Each healthcare organization should put a protocol in place for what to do when a victim of trafficking is identified. Advocacy organizations, like HEAL Trafficking, make such protocols available online for health systems.2
The person who suspects a patient is a trafficking victim could be the ED receptionist, a janitor, a nurse, a case manager, or someone else. They can contact a social worker, provider, or another point person who has received more extensive training in dealing with this population.
“The point person is more trained to walk the survivor through the process of the protocol for human trafficking,” Koegler says.
Another risk in identifying victims involves privacy and stigma. If this is coded or included in their patient charts, there is a risk they will experience stigma in healthcare settings.
“If we’re going to document trafficking in greater detail in medical reports, we need to do it in a way that does not inadvertently result in more harm to people having these experiences,” Dell says. “This is a huge problem for healthcare settings, and my interest is in how we can build systems of care where clinicians do not stigmatize people who have these experiences.”
- Dell N, Koegler E, Holzer KJ, et al.
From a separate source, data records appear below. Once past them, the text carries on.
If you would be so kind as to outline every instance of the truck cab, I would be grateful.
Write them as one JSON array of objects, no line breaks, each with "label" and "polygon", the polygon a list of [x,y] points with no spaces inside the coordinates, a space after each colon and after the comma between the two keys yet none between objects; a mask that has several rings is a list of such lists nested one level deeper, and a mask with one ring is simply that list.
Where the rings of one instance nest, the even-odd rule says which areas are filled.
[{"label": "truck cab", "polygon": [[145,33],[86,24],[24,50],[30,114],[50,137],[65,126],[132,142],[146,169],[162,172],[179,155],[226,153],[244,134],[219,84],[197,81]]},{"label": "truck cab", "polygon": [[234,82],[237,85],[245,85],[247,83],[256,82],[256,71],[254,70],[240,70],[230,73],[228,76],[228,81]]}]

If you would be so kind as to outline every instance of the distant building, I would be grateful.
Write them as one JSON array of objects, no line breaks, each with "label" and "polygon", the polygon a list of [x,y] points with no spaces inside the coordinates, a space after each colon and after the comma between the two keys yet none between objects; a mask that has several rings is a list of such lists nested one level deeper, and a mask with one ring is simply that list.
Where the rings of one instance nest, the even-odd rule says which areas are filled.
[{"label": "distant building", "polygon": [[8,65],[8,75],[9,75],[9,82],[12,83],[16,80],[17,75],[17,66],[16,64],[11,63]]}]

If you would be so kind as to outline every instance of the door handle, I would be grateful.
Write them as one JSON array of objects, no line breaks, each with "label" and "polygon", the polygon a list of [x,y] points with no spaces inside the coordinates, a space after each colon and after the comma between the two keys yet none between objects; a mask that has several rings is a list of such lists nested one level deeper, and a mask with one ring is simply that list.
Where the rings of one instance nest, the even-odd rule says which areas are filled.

ICD-10-CM codes infrequently used to document human trafficking in 2019 Nationwide Emergency Department Sample. Am J Emerg Med 2023;64:37-42.
- HEAL Trafficking. HEAL Trafficking and Hope for Justice’s Protocol Toolkit. 2023.
Human trafficking is a critical issue from a public health perspective. It has lasting psychological and physical effects on victims. There is too little information about how prevalent human trafficking is in the United States and how often the victims are seen in healthcare settings. Case managers, hospitals, and ambulatory providers could improve the data by documenting suspected or confirmed human trafficking cases via Z codes.